High blood pressure or hypertension is recognized as a major risk to CVDs. Diabetes of both types enhances CVDs threat. Diabetes with hypertension doubles the risks of CVD. Ethnic background plays a perilous role in the prediction of CVD. People from African Caribbean background and South Asians are prone to high blood pressure while family history of CVD also increases the chance of developing heart problems. These risks are indicators of CVD that can be controlled by managing these problems and changing lifestyles (Mediterranean, 1998, Grundy et al., 1999).
Primary prevention educational plan for Diabetes Patient as a risk factor for CVD
Primary prevention for risk management of CVDs has shown a potential in risk reduction of CVD. The risk status of a prone individual shows a high discrepancy, so it needs a proper risk factor screening and assessment that involves apt interventions (Grundy et al., 1999). Various studies have proved that through lowering the blood glucose the incidence of CVD can be reduced in type 1 and 2 Diabetes (Mediterranean, 1998). According to the American Heart Association (AHA) guidelines for primary prevention of CVD in diabetic patients, risk factor assessment should be started at the age of 20. These assessments and guidelines should describe the levels and implication of diabetes as a risk factor for CVD by the primary care provider. For Diabetes management purpose appropriate hypoglycemic therapy should be initiated to keep the near-normal fasting plasma glucose (110 mg/dL) and HbA1c (7%). The client should be encouraged to increase physical activity and change diet patterns and lifestyle. Second-step therapy of primary prevention includes oral hypoglycemic drug agents such as metformin, or sulfonylureas with additional doses of acarbose and thiazolidinediones. Third-step therapy involves insulin management. It is also necessary to frequently analyze the other risk factors such as Blood pressure, lipid and cholesterol levels (Pearson et al., 2002).
References
Grundy, S. M., Pasternak, R., Greenland, P., Smith, S., & Fuster, V. (1999). Assessment of
cardiovascular risk by use of multiple-risk-factor assessment equations: a statement for
healthcare professionals from the American Heart Association and the American College
of Cardiology. Journal of the American College of Cardiology, 34(4), 1348-1359.

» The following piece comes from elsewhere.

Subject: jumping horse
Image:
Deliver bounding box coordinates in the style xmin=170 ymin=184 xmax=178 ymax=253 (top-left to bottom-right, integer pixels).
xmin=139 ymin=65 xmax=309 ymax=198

Mediterranean, E. (1998). Cardiovascular diseases prevention and control.
Pearson, T. A., Blair, S. N., Daniels, S. R., Eckel, R. H., Fair, J. M., Fortmann, S. P., & Hong,
Y. (2002). AHA guidelines for primary prevention of cardiovascular disease and stroke:
2002 update consensus panel guide to comprehensive risk reduction for adult patients
without coronary or other atherosclerotic vascular diseases. Circulation, 106(3), 388-391.